Each new von Trier film seems to be greeted with equal shouts of genius or derision depending on your point of view and more often than not the results often lie somewhere in the middle. Through all the self mythologizing and the ego is an OK film maker. With Antichrist von Trier tries to deal with grief and relationships and obsession. The premise of a couple trying to mourn the death of their young child and going somewhere to heal their wounds only to discover horror is dealt with far better in Nicolas Roeg's 70's masterpiece Don't Look Now. The two films are very similar in fact and this film must have been an influence on von Trier basic premise for Antichrist. Unfortunately Antichrist falls apart half way through. It can't decide if it's a psychological drama or a horror picture and it feels like von Trier looses interest.
Charlotte Gainsbourg and Willem Dafoe turn in beyond the call of duty performances. They go bare here in many ways. It seems what ever von Trier asks his actors to do they will do. There is trust. It's sad then that once von Trier has set up the picture to be a serious examination of post traumatic stress and depression that he cops out and unconvincingly turns to horror to make what point? If anything you get a real sense of conservatism going on, as if von Trier is holding back from showing true horror. Yes, pointless genital mutilation is shown, some nonsense about witchcraft and you're wondering where did the picture go. Little hints abound that the events on screen could all be a dream, it could all be happening in Dafoe's subconscious.
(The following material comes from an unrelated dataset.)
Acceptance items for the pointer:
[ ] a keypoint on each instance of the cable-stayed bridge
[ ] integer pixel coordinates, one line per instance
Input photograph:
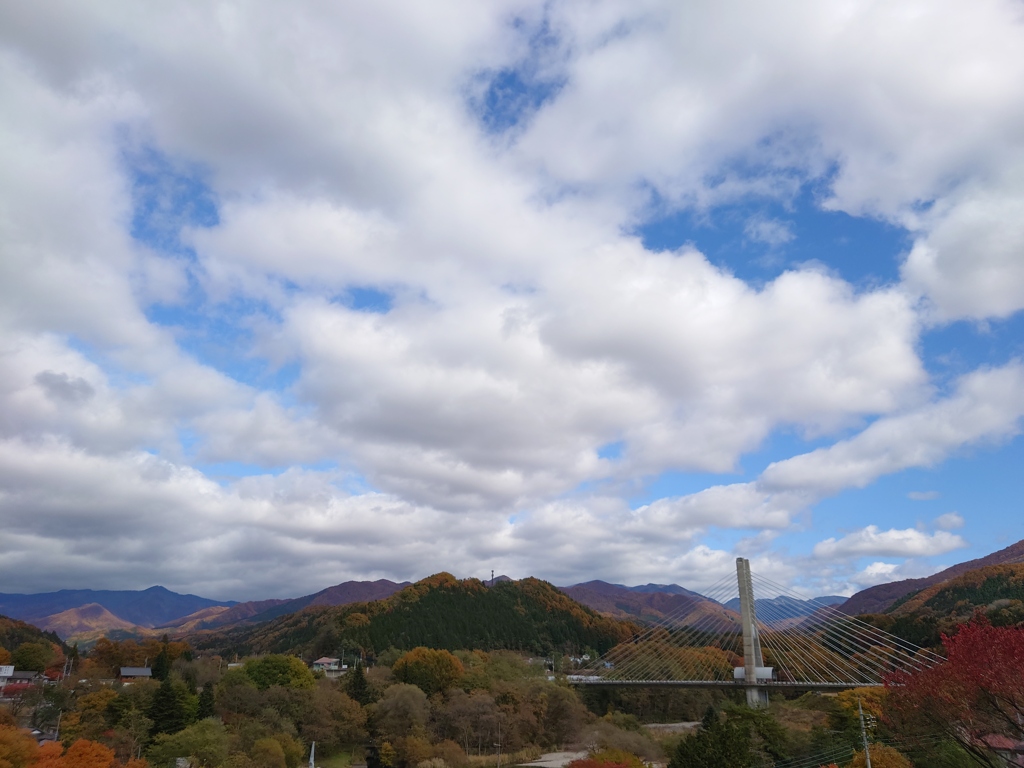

One always wonders if every von Trier movie is gently taking the piss. Of course the female character of Antichrist believes that women are evil. She is a mother who's child has been lost and Nature (mother?) is portrayed as a cold and scary environment. Is von Trier mocking accusations of misogyny leveled at him previously? Who knows, but it shows a previously unseen humor in von Trier. Antichrist is interesting but flawed.